This concern is particularly acute for Mexican-origin patients. In a small study of Hispanic/Latina women in Michigan, U.S.-born, first-generation participants reported better health outcomes and experienced less healthcare discrimination than Mexican immigrant women (Viruell-Fuentes, 2007). Similarly, a meta-analysis comparing U.S.-born Mexican Americans and Mexican-origin immigrants found consistently higher poverty rates among immigrant families across two decades. Specifically, first-generation non-citizen children and second-generation children with two foreign-born parents experienced poverty rates of 30.2% and 25.7%, respectively, compared to ~ 17% among children with one foreign-born parent or those who were third generation or higher (Thiede & Brooks, 2018). Given these disparities, additional attention to cultural context is essential when assessing LEP immigrants. Acculturation measures can help capture some of this variability (Judd et al., 2009; Medina et al., 2023), but the selection of the scale is critical. Many commonly used tools fail to adequately reflect the nuanced cultural and linguistic experiences of Hispanic/Latino individuals, for whom generational status, migration history, and contextual exposure are important considerations (Medina et al., 2023). Without accounting for potential systemic and educational inequities, clinicians risk misinterpreting neuropsychological test scores, overpathologizing low scores, and underestimating the cognitive potential of Mexican-origin and other immigrant patients.
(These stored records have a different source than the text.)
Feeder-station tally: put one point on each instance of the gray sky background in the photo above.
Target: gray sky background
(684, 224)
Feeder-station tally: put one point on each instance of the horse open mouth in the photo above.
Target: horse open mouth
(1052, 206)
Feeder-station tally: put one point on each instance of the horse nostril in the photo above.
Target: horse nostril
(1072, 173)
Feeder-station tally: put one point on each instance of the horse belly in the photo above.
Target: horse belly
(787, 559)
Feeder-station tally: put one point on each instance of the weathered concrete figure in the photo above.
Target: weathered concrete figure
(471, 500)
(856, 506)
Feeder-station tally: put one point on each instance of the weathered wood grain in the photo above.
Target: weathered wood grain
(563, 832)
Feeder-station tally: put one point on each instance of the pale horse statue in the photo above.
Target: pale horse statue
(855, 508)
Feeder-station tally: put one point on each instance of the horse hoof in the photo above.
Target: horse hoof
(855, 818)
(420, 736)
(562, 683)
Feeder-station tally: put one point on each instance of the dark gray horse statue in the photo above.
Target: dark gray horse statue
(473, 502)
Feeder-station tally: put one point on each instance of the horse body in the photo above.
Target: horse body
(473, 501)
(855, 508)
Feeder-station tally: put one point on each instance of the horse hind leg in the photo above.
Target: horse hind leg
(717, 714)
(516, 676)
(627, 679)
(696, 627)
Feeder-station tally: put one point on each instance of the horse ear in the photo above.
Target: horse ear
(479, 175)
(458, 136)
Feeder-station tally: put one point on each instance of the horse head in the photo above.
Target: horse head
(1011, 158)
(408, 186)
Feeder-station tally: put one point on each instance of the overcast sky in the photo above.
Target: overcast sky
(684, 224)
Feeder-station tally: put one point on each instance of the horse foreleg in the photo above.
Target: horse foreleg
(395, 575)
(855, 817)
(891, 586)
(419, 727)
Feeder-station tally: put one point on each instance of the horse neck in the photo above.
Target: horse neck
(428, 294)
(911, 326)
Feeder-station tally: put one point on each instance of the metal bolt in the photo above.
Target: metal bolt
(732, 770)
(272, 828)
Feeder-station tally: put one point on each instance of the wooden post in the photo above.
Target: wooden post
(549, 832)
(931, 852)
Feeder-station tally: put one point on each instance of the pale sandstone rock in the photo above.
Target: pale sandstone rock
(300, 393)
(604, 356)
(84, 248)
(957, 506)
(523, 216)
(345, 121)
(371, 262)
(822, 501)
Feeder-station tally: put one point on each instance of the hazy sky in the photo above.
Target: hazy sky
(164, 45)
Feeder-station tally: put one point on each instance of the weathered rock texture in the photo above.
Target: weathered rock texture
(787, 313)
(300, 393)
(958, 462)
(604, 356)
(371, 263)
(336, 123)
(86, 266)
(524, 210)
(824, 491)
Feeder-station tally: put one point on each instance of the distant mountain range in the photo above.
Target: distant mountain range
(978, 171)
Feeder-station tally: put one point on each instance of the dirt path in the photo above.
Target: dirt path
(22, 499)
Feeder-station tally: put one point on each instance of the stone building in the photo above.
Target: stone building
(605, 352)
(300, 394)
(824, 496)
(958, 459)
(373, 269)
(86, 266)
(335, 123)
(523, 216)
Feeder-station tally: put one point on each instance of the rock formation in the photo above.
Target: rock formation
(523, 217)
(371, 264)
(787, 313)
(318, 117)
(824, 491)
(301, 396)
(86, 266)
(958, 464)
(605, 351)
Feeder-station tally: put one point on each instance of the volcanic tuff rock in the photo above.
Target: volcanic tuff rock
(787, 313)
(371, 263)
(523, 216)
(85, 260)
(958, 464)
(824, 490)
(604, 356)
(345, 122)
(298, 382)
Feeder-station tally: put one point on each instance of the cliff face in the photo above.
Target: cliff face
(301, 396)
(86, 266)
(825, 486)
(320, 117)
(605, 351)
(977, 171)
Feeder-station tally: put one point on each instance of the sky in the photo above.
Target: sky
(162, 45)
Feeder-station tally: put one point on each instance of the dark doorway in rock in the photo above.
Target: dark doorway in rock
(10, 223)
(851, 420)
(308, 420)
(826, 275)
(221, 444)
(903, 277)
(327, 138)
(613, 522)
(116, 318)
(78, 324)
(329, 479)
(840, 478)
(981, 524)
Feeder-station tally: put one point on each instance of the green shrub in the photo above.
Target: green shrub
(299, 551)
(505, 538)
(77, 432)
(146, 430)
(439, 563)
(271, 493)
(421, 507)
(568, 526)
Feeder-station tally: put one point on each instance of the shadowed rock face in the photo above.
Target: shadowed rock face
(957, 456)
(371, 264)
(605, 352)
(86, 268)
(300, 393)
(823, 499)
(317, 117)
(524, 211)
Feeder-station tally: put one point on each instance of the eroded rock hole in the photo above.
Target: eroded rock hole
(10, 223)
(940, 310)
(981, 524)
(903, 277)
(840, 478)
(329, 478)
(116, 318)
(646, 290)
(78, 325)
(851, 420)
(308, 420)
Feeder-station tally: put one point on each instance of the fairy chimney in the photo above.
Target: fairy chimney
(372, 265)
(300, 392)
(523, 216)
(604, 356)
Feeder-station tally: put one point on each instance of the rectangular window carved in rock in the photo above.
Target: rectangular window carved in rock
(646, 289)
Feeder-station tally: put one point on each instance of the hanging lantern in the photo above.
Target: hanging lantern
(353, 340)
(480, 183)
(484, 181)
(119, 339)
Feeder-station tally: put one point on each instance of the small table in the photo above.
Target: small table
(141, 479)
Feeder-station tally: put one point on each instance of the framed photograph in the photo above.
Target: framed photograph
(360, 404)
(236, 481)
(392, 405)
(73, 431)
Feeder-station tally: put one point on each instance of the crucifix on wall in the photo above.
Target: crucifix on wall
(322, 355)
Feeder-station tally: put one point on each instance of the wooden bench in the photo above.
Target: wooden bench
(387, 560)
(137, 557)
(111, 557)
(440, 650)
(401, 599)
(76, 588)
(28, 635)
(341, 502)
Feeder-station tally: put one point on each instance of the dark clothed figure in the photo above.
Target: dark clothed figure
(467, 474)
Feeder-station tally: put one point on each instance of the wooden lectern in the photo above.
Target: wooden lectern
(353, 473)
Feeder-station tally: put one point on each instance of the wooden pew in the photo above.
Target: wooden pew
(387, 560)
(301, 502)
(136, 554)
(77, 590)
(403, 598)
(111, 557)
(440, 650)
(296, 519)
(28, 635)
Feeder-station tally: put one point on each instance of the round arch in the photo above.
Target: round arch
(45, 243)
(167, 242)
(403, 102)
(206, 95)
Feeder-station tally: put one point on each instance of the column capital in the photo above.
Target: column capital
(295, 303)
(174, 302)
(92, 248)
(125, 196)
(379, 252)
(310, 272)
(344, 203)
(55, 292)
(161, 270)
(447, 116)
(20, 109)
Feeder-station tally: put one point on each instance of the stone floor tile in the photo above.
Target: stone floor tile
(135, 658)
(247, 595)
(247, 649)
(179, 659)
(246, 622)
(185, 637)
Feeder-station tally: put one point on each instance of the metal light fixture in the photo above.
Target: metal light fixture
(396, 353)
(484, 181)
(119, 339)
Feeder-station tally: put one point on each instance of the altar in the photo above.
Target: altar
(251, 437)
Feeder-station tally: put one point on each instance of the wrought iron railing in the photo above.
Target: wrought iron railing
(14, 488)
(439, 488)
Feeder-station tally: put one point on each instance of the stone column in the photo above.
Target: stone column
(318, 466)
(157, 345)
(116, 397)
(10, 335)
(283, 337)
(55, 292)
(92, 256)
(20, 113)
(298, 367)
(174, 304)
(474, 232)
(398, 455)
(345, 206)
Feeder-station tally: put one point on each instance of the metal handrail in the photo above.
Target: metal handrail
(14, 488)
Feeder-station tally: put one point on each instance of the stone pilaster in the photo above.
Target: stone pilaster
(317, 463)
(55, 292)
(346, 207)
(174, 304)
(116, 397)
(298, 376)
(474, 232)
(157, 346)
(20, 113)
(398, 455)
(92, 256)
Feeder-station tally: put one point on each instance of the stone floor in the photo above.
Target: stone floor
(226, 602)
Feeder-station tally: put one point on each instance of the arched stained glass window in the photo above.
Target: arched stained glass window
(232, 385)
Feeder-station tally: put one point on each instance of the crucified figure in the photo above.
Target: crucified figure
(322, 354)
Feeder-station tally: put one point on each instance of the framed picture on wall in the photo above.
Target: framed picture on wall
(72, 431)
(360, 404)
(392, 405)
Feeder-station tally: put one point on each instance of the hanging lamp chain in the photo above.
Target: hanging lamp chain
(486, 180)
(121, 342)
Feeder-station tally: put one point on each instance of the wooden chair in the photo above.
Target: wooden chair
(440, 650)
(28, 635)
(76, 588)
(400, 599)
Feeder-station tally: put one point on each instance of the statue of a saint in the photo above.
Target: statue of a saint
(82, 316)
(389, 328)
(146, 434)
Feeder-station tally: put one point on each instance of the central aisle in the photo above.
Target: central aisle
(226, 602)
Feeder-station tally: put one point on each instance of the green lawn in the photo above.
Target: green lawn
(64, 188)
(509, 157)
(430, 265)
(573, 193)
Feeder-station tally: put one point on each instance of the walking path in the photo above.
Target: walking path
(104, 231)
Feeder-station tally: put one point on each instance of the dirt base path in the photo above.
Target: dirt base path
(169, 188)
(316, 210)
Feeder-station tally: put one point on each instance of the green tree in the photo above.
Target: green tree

The Mexican Education System Compared to the U.S. Education System
Systemic inequity in the Mexican education system is prevalent, and education in Mexico has been described as “not a basic right, but rather, a privilege of the upper classes who can afford to send their children to school” (Casas, 2010, p. 9). Although both Mexico and the USA now technically offer free public education (U.S. Congress, 2015; García et al., 2023), illegal school enrollment fees are still reported in Mexico (García et al., 2023). Key systemic differences also remain. The USA provides federally mandated supports like free or reduced-price lunch and school transportation, but these services are often absent or inconsistently implemented in Mexico and similar countries (GCNF, 2022; Ortiz-Hernández et al., 2019). For example, Mexico City only launched its first pay-to-ride school bus program in 2009 (Secretaría del Medio Ambiente del Gobierno del Distrito Federal, 2012).
Educational funding disparities further reinforce these systemic differences. In 2014, Mexico’s per-student spending was significantly below U.S. and global averages across all grade levels (Organisation for Economic Co-operation and Development [OECD], 2017, Table B1.1). Severely limited educational funding is often associated with reductions in education quality and lower levels of long-term educational and career attainment (Hopkins et al., 2007). With only 45% of individuals in Mexico completing middle school and many Mexican-origin LEP patients in the USA reporting <6 years of education (Morlett Paredes et al., 2021), educational underinvestment complicates the reliability of neuropsychological measures sensitive to educational background (Morlett Paredes et al., 2021; Suárez et al., 2020). Broader trends across Latin America, such as in Argentina, Chile, Colombia, and Costa Rica, also reflect similar educational disparities. According to the OECD (2017), all Latin American countries surveyed reported lower educational attainment (Fig. A1.2), per-student spending (Table B1.1, B1.a, and B1.2), enrollment rates (Figs. C1.1 and C1.2), and teacher salary costs (Fig. B7.1), alongside larger class sizes (Fig. D2.1) and longer teaching hours (Fig. D4.2). These data suggest systemic challenges across Latin America, despite OECD data representing only about a quarter of Spanish-speaking Latin American countries.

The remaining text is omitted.